Di lain sisi, jemaat Torsina baru merasakan sesaat ketenangan dari kemelut berjemaat yang mengakibatkan tercabik-cabiknya keutuhan jemaat itu dengan adanya 2 BPMJ yang nyaris berujung pada konflik fisik. Pasca kepemimpinan Pendeta Sondakh suasana damai baru tercipta. Di tangan pendeta Sondakh pun Jemaat Torsina sedang diperhadapkan oleh program pembangunan gedung gereja permanen pertama yang peletakan batu dasarnya dilakukan pada 12 Juni 1972.
Kebijakan penarikan pendeta Sondakh oleh BP Sinode GMIM yang terkesan mendadak itu pun membuyarkan konsentrasi jemaat dalam membangun gereja. Gelombang protes yang di arahkan ke Sinode pun berlangsung dengan cara mengirimkan delegasi jemaat Torsina ke Sinode. Persoalan Jemaat Torsina ini lagi-lagi menjadi konsentrasi utama yang harus dihadapi DPW Manado Utara Yang dipimpin Pendeta Kandijoh.
Akibat protes keras yang dilancarkan jemaat dan BPMJ Torsina, keberadaan Pendeta Sondakh pun terkatung-katung. Pertama, penempatannya ke Jemaat Tuna gagal dilaksanakan. Kedua, penempatannya ke Jemaat Malalayang juga gagal akibat gelombang protes tersebut. Ketiga, penempatannya ke Amurang pun gagal, karena jemaat Torsina tetap mempertahankan kepemimpinannya di BPMJ Torsina.
Puncak reaksi terhadap kebijakan Sinode tersebut, pada rapat BPMJ Torsina tanggal 5 Agustus 1975 yang ikut dihadiri Ketua BPW Manado Utara Pendeta Kandijoh, Sidang majelis memutuskan: Pertama, Kepemimpinan organisasi di jemaat Torsina di pegang oleh Majelis. Kedua, Pendeta cukup berstatus pelayan.
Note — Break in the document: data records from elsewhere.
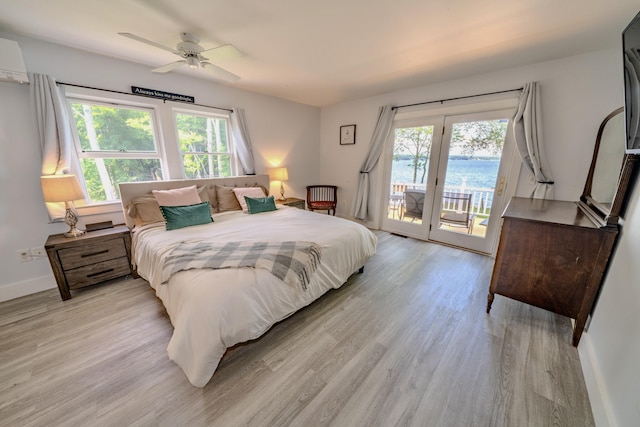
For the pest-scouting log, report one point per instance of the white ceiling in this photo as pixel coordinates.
(324, 52)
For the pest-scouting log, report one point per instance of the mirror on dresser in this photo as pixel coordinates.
(553, 254)
(609, 174)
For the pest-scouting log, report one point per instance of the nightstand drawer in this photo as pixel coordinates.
(98, 272)
(91, 253)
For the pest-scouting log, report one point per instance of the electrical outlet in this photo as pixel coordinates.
(38, 253)
(24, 255)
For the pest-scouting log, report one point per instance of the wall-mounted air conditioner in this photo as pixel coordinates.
(12, 67)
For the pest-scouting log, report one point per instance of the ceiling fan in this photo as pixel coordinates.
(194, 55)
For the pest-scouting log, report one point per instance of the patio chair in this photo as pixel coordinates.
(322, 198)
(412, 205)
(456, 210)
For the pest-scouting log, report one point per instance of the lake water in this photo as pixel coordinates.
(478, 173)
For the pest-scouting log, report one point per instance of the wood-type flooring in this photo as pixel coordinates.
(406, 343)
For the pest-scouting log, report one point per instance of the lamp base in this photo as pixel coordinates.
(282, 198)
(74, 232)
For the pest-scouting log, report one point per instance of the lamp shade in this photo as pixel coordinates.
(280, 174)
(61, 188)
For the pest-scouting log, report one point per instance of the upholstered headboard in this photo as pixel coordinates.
(132, 190)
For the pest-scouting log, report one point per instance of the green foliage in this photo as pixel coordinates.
(204, 144)
(485, 136)
(105, 129)
(116, 128)
(415, 141)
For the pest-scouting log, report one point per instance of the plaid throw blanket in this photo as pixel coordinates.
(293, 262)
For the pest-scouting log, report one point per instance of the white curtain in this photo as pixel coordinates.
(527, 129)
(54, 132)
(361, 209)
(242, 143)
(632, 74)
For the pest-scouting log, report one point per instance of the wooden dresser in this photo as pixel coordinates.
(553, 256)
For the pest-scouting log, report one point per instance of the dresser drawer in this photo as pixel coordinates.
(91, 253)
(98, 272)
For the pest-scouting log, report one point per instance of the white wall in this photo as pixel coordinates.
(280, 131)
(610, 350)
(577, 94)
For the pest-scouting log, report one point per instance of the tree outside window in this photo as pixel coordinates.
(204, 144)
(115, 144)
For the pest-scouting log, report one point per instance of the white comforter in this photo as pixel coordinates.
(212, 310)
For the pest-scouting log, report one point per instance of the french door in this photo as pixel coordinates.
(448, 178)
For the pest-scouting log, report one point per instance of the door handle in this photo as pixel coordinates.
(501, 186)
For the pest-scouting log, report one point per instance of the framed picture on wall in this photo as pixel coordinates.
(347, 134)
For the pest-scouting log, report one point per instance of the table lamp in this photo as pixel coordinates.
(281, 174)
(64, 188)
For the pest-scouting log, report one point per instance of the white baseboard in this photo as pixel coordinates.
(593, 378)
(27, 287)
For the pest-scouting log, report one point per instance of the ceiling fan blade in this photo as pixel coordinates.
(219, 72)
(226, 51)
(169, 67)
(152, 43)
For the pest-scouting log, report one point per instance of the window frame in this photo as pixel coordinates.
(87, 96)
(201, 112)
(165, 132)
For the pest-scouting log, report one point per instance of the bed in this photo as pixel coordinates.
(212, 309)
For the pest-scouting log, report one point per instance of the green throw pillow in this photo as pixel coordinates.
(185, 216)
(260, 204)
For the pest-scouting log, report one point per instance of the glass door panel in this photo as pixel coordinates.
(407, 205)
(468, 176)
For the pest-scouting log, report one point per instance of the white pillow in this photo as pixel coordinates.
(185, 196)
(249, 192)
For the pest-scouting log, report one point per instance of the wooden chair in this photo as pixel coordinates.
(456, 210)
(412, 204)
(322, 198)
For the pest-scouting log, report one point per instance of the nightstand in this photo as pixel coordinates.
(92, 258)
(293, 202)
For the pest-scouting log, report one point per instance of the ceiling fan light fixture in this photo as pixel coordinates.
(193, 62)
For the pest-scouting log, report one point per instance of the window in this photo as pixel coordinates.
(205, 145)
(115, 143)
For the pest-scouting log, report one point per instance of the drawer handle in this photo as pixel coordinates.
(100, 272)
(94, 253)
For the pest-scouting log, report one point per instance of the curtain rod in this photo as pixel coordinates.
(455, 99)
(145, 96)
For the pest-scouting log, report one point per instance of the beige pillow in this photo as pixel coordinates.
(227, 200)
(185, 196)
(253, 192)
(146, 209)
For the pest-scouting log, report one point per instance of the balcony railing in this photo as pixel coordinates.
(481, 197)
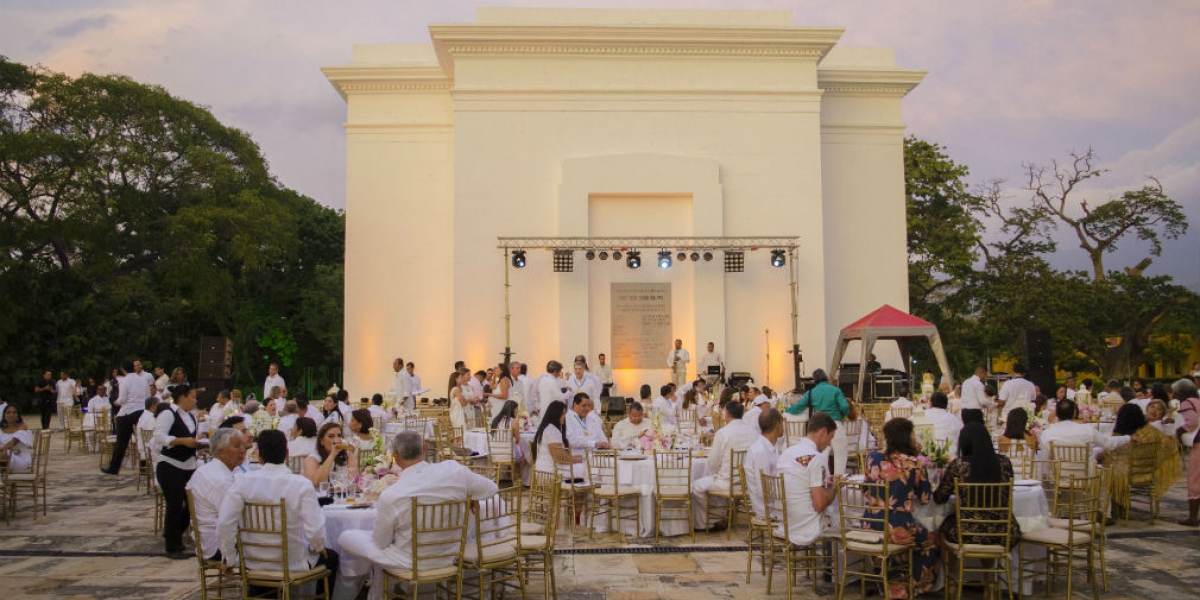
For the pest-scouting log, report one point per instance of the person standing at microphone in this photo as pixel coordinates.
(677, 361)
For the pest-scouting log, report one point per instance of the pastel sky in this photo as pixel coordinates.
(1008, 82)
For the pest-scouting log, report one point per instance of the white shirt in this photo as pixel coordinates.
(803, 468)
(624, 432)
(975, 395)
(162, 437)
(583, 433)
(133, 393)
(684, 358)
(946, 426)
(65, 390)
(442, 481)
(708, 359)
(271, 382)
(761, 456)
(1018, 393)
(735, 435)
(209, 485)
(306, 523)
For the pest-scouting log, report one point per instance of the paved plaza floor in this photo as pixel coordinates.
(97, 541)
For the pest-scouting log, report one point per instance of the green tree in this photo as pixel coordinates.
(135, 222)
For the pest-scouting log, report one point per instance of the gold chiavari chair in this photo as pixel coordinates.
(609, 493)
(263, 541)
(984, 516)
(1080, 508)
(672, 483)
(439, 535)
(796, 558)
(496, 553)
(574, 484)
(214, 581)
(539, 526)
(867, 538)
(733, 497)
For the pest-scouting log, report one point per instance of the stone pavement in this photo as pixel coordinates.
(97, 541)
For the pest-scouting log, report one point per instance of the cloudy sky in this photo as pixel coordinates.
(1008, 82)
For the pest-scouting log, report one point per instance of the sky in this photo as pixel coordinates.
(1009, 83)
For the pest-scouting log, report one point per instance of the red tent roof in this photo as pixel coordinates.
(888, 317)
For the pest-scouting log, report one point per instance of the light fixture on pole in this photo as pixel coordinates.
(634, 261)
(735, 261)
(664, 259)
(778, 258)
(564, 261)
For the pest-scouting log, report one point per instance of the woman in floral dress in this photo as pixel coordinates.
(907, 486)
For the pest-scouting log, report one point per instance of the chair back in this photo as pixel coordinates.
(864, 510)
(984, 514)
(672, 474)
(603, 468)
(439, 532)
(263, 539)
(498, 526)
(499, 445)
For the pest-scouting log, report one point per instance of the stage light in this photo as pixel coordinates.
(735, 261)
(564, 261)
(634, 261)
(664, 259)
(778, 258)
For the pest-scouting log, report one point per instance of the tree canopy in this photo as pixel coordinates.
(979, 264)
(136, 222)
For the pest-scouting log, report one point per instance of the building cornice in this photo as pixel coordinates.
(474, 40)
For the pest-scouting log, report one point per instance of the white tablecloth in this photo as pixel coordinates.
(640, 474)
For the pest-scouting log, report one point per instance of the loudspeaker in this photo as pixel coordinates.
(216, 359)
(1039, 359)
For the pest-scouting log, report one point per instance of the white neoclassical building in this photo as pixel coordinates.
(597, 123)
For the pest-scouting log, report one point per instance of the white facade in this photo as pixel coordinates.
(561, 123)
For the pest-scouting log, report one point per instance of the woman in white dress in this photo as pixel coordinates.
(16, 439)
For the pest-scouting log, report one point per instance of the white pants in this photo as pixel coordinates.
(839, 450)
(700, 490)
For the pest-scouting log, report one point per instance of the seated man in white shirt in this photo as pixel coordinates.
(1071, 432)
(736, 435)
(628, 432)
(585, 432)
(390, 545)
(901, 402)
(275, 480)
(761, 457)
(810, 490)
(210, 483)
(946, 424)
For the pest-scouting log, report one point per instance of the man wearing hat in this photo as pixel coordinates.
(828, 399)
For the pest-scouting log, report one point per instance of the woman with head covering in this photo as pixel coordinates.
(977, 463)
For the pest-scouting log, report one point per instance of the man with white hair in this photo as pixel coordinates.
(210, 483)
(390, 545)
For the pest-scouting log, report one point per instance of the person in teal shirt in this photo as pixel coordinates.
(827, 399)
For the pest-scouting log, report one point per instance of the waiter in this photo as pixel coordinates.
(677, 361)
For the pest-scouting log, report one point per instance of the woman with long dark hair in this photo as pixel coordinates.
(899, 468)
(977, 463)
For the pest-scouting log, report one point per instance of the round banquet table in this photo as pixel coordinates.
(640, 474)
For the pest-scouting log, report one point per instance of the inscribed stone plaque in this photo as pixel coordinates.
(641, 324)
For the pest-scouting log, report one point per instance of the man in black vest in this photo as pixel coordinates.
(175, 435)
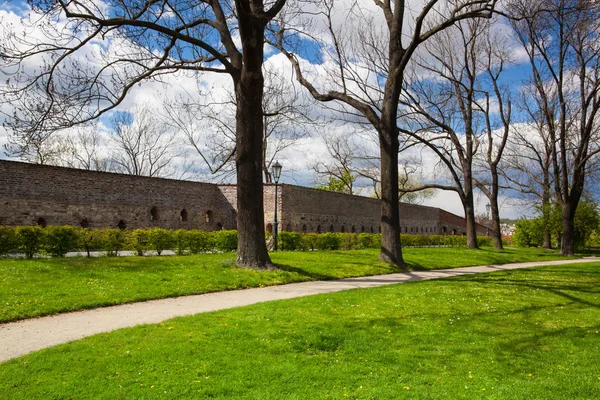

Kebijakan di atas ditempu jemaat Torsina sebagai upaya menghadapi kesewenangan dari pihak Sinode dalam penempatan pendeta yang tanpa memperhitungkan kondisi jemaat. Artinya pendeta bisa saja ditempatkan semaunya sinode, tapi pendeta hanya berstatus pelayan bukan ketua jemaat. Sebab bila pendeta berposisi sebagai ketua jemaat atau pimpinan organisasi jemaat, maka bila pergantian pendeta tanpa memperhitungkan kondisi jemaat akan mengganggu keutuhan berjemaat. Dan hal tersebut terbukti ketika Pendeta Sumolang Dapu di tempatkan di Torsina, acara serah terima jabatan Ketua Jemaat Torsina dari Pendeta Gerald Sondakh diserahterimakan kepada Penatua Ferom P. Langkudi yang waktu itu menjabat sebagai Wakil Ketua Badan Pekerja Majelis Jemaat, bukan kepada Pendeta Sumolang Dapu.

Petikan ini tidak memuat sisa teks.